The 3,400-square-foot playground will be installed on Vancouver School Board property adjacent to Carnarvon Park. Eighty per cent of the space and equipment is to be accessible. Downey-MacDonald says the closest comparably accessible playground is in Port Coquitlam.

“If you have a parent with mobility issues, they will be able to actively engage and play and climb and swing with their kids who are able-bodied,” she said. “Or if you have a grandparent that struggles with going up stairs, they’re going to be able to engage in that way.”

The playground will include a “school bus” that accommodates two wheelchairs, bounces and serves as climbing equipment, a double slide so parents and children with lower-body mobility issues can slip down in tandem, and a support chair pressed into the sandpit.

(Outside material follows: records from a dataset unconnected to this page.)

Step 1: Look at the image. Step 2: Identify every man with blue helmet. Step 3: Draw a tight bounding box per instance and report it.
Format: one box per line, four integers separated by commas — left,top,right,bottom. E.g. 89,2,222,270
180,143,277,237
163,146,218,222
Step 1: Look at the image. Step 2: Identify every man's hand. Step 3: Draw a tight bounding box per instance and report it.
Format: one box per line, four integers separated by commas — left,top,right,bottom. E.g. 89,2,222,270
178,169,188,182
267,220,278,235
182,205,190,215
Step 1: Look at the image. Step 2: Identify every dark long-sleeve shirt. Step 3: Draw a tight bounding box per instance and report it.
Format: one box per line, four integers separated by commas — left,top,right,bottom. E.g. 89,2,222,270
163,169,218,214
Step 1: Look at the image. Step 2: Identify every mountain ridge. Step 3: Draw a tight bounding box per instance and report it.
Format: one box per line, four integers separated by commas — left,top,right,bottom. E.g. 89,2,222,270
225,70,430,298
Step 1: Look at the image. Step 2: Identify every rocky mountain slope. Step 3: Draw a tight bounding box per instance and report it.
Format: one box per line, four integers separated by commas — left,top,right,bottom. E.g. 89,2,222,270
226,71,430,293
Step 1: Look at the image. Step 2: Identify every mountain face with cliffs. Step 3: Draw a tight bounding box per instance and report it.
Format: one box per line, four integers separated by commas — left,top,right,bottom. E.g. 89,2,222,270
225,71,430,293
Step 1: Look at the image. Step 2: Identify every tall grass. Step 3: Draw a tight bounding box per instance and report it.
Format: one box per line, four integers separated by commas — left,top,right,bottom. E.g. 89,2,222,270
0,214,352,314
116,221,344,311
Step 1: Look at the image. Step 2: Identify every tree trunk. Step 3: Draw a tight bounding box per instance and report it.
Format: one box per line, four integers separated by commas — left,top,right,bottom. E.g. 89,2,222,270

“So that children in chairs can actually get out of their chair and into the sandbox and get in on the action instead of having to point or roll up to a sand table,” Downey-MacDonald said.

The 20 per cent of the playground that’s theoretically not accessible includes horizontally mounted monkey bars.

“You can actually pull yourself along as opposed to having to hang,” Downey-MacDonald said.

Carnarvon Play for EveryBody needs to raise $35,000 to reach its goal of $135,000. Most of the money raised has come from small community fundraisers. The Tire Stewardship of B.C. has granted $23,400 to provide half of the 100 per cent recycled rubber surfacing.

Carnarvon Play for EveryBody hopes to break ground for the new equipment in August. The equipment, most of which will be provided by Canadian company Blue Imp, would be ready for action in October.

Elise looks forward to the rubber surface, which she expects will make accessing playground equipment “pretty easier.”

“The first thing that her class does as soon as recess starts is takes off to the playground and she can’t follow them,” her father said. “It’ll allow her to actually go along with them and play whatever they’re playing instead of having to sit with the few that are hanging out around the pavement area.”